It's a tough, yellow grass that's taking over some areas of the state. This grass has firefighters very concerned.
For the past few years, it seems like this cheat grass is everywhere.
When fire gets to it, such as from a lightning strike or something, it burns, and burns fast. That's a problem with wildfires. And really the only way to keep it from burning is to burn it.
Anywhere else, and Jeff Parrish would be in trouble for arson. But here, he's doing a good thing.
Jeff Parrish/ BLM Firefighter: "Oh, I like it. It's a good time. Beats being behind a desk, that's for sure."
Some 50 BLM firefighters spent the afternoon torching parts of Skull Valley. The thinking goes, if you create a wildfire you can control, when an uncontrollable one starts, there won't be much for it to burn.
Brook Chadwick/ BLM: "Maybe not stop, but slow down enough so our fire suppression resources can catch that fire before it gets too big."
But the biggest problem for firefighters isn't really Mother Nature. It's the cheat grass. It's a really dry plant. Fire just spreads on it, and it's pretty much all over the state.
Brook Chadwick: "It's like a gasoline carpet."
In about a minute, the seemingly safe spot where we were standing from the fire line burned up to us. On a windy day it can turn into an inferno, and that's a problem, even in rural Tooele County.

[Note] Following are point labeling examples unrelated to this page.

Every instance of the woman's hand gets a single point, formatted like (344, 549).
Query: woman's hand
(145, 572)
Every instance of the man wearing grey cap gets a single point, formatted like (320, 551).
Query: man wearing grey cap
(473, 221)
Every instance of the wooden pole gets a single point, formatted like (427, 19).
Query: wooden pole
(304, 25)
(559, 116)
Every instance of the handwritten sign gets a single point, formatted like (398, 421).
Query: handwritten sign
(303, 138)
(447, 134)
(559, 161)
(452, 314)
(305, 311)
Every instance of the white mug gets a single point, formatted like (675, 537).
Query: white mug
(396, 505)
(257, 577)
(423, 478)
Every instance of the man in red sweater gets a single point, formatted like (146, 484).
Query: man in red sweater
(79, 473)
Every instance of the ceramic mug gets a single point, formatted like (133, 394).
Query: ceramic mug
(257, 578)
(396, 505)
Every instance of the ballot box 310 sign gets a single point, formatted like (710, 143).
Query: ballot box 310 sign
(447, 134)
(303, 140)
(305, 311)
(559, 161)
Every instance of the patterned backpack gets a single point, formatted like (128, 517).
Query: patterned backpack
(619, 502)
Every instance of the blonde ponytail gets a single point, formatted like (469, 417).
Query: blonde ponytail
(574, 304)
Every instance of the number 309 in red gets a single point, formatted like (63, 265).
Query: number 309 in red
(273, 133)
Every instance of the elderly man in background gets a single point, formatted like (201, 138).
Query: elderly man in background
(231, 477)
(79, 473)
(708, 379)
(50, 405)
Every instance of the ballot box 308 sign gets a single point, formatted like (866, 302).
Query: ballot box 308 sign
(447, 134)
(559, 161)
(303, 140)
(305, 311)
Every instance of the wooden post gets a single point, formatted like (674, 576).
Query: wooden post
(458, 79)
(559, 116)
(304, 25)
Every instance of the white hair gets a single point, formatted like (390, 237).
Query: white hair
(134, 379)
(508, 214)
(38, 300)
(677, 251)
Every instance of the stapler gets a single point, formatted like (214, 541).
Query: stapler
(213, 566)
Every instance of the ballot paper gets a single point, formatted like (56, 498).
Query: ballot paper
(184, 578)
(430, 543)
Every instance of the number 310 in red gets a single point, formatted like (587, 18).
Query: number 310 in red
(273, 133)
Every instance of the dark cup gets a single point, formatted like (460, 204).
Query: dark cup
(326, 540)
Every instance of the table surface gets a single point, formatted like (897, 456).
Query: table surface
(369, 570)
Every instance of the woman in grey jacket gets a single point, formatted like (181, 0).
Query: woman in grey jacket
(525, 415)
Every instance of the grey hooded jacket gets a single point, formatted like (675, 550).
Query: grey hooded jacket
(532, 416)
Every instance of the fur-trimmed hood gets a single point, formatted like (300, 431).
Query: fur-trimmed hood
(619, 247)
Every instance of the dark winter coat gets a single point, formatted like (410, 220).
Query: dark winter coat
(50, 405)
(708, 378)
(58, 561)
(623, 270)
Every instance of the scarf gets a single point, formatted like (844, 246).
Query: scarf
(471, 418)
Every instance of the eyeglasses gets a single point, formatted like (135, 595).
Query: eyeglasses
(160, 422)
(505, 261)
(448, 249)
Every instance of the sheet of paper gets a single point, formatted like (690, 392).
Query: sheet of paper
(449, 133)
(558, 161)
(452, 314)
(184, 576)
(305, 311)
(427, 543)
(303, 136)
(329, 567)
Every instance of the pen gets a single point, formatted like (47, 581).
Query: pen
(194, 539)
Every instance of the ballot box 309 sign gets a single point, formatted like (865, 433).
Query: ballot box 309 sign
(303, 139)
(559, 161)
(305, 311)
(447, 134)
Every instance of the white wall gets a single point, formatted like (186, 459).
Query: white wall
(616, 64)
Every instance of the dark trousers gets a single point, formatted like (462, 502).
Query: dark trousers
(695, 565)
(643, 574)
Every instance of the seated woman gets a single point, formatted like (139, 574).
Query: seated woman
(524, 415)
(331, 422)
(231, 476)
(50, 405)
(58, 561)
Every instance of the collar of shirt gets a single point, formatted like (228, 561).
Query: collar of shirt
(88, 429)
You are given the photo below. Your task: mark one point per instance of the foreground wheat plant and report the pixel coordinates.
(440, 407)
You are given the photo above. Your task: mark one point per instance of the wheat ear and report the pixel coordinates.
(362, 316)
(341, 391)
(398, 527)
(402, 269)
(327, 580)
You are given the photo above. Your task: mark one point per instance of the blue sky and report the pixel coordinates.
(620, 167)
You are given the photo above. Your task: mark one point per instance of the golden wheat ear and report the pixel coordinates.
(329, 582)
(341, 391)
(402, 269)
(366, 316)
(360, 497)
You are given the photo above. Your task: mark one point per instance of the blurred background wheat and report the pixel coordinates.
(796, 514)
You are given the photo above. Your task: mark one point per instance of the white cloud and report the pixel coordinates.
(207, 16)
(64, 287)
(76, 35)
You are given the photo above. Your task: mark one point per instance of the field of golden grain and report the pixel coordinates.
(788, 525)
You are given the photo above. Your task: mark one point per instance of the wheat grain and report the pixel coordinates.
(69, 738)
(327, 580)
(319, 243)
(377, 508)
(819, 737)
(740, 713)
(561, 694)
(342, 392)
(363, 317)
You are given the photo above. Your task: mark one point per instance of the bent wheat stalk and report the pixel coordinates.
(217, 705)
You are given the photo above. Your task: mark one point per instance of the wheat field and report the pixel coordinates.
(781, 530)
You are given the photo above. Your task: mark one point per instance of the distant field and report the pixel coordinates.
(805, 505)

Erin Darboven/ BLM: "It does seem like the middle of nowhere, but we're merely 20 miles from a major corridor, I-80 West. But we had a fire here a few years ago, and it only took a few moments for it to rip through this cheat grass and hit I-80."
It does burn fast, but after it's burned through, there are some plants left. The BLM will plant more of the crested wheat grass because it's more fire resistant, which means it'll help slow down wildfires.
But you have to get rid of the cheat grass first.
Brook Chadwick: "Cheat grass is a very big problem for us, to say the least."
Erin Darboven: "This is our enemy number one right now."
Cheat grass isn't native to Utah or to the West. It was brought here from overseas.
Fighting it is tough because it's such a resilient plant. But the BLM says you have to try, otherwise everywhere would be one big fire hazard.